22nd April 2013   ·   0 Comments

Community United for Change, a grassroots organization that spearheaded a series of community-wide meetings between residents and U.S. Dept. of Justice officials before the NOPD consent decree was crafted and approved by a federal judge, stepped up last week to ask that same judge to throw out one of the two groups vying to become the consent decree’s federal monitor.

Earlier this month, a 10-member panel charged with selecting a federal NOPD consent-decree monitor narrowed the field from five candidates to two. The two remaining teams are Chicago-based Hilliard Heintze and Washington-based Sheppard Nullin, Richter & Hampton. A decision by the panel is expected before an April 30 deadline.

In an effort to prevent the implementation of NOPD reforms from being undermined by members of Hilliard Heintze with political ties to the Landrieu administration, CUC is asking U.S. District Judge Susie Morgan to disqualify Hilliard Heintze as a finalist for the post.

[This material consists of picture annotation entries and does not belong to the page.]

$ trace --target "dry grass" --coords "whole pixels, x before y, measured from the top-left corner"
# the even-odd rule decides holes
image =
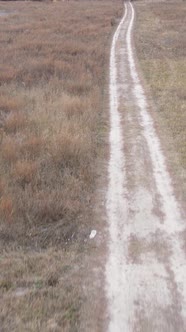
[[[150,87],[153,117],[172,172],[176,193],[186,202],[186,3],[135,2],[135,44]],[[184,206],[184,205],[183,205]]]
[[[122,3],[16,1],[1,10],[0,329],[75,332]]]
[[[67,218],[76,228],[90,200],[108,38],[121,5],[16,2],[0,10],[9,12],[0,21],[2,197],[12,197],[12,232],[16,241],[22,226],[25,242],[32,224]]]

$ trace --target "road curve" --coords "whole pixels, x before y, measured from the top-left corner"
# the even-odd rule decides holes
[[[125,3],[110,54],[109,332],[186,331],[184,220],[134,57]]]

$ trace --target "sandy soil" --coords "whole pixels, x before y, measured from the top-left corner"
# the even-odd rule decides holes
[[[134,19],[126,3],[110,57],[108,331],[185,331],[185,218],[135,63]]]

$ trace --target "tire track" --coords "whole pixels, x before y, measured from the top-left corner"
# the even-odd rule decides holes
[[[110,55],[109,331],[186,330],[185,229],[136,69],[134,8]]]

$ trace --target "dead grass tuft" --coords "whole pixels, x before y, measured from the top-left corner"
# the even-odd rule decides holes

The group is also seeking a way to convince Sheppard to tweak its tweak its proposal to include a number of specific changes aimed at preventing the NOPD reform process from being compromised.

To that end, civil rights attorney Bill Quigley penned a letter on behalf of CUC to Judge Susie Morgan and two representatives from both the DOJ and CNO.

“CUC has observed and made comments in the selection pro­cess,” Quigley wrote in the April 15 letter. “While members of the public were allowed to speak for two minutes each, there was no evidence that community positions or comments were taken into consideration at any stage of the process. There is a substantial difference between being able to give a two-minute comment and real community participation.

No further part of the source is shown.